Jon Rahm’s ongoing mission to be the best player in the world shows no sign of losing momentum following yet another outstanding win at the weekend.

His win at The American Express on the PGA Tour makes it four wins from his last six starts and moves him up to third in the world rankings.

It’s a shame the rankings run over a two year period as Jon has been out of this world recently.

Here’s one for the stat lovers out there. Jon is 62 under par for his last 10 rounds on the PGA Tour. That’s one better than Davis Love III was in his great run in 2001.

There’s consistency and then there is form like Jon is showing. It’s nothing short of astonishing.

Two early shot of the year contenders

If that wasn’t impressive enough on Sunday we also had two early contenders for shot of the year taking place on two different courses on the same day.

Xander Schauffele’s effort was an incredible 225-yard albatross on the par-5 fifth hole at La Quinta Country Club.

Second shot, across the water, into the hole. Fabulous stuff.

Victor Perez, meanwhile, produced a magnificent effort of his own at the Abu Dhabi Championship with a terrific bunker shot into the hole for a birdie at the 17th.

It was a fantastic effort and one which helped him win the tournament.

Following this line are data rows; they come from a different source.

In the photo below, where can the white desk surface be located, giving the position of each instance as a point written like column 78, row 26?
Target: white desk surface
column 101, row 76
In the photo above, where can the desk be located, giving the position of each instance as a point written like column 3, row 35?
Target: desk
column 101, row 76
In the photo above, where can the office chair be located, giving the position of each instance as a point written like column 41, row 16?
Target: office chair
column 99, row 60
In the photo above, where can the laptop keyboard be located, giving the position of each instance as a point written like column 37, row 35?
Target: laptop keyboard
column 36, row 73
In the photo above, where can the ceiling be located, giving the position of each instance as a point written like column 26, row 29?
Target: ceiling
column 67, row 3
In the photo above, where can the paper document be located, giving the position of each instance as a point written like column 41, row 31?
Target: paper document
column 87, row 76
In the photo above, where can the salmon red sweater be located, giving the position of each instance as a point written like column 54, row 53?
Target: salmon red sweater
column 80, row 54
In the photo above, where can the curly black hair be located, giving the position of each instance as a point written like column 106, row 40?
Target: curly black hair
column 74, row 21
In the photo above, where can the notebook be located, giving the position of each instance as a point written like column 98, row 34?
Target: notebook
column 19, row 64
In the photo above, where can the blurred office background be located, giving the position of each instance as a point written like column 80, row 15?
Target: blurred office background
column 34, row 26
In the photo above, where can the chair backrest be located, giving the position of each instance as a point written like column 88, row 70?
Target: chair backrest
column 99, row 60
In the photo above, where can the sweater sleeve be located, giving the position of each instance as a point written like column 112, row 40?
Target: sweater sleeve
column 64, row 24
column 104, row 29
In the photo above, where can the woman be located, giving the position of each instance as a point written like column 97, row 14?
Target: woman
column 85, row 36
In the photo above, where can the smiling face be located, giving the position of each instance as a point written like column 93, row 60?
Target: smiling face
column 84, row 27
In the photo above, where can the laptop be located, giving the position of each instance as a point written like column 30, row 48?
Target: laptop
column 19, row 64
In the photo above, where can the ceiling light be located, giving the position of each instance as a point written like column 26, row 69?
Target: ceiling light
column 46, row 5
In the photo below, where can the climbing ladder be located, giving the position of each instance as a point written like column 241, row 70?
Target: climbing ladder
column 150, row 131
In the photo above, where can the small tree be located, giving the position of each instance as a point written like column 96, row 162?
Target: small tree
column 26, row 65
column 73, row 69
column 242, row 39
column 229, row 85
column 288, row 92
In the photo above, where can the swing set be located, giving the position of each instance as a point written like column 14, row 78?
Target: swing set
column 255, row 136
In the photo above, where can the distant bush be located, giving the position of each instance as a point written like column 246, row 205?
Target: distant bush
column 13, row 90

They are both top-drawer shots, but very different ones. I know this though – the guys will have to go some to beat either this year.

Hutcheon can make his mark on Legends Tour

Congratulations to my old pal Greig Hutcheon on winning a European Legends Tour card on Monday.

Greig was so unlucky to miss out at the US Champions Tour qualifying school but he put that disappointment behind him as he finished tied for third in Turkey on Monday to earn his card.

It means Greig, who will be 50 in March, will make his senior tour debut and I wouldn’t be surprised to see him do well there.

He’s a great player and a guy I’ve known for all of my career.

We were team-mates in Scottish youth teams as young lads and he’s certainly got the game to challenge in events this year.

I’ll be watching his progress with interest as I’ll be old enough to compete there when I turn 50 next year.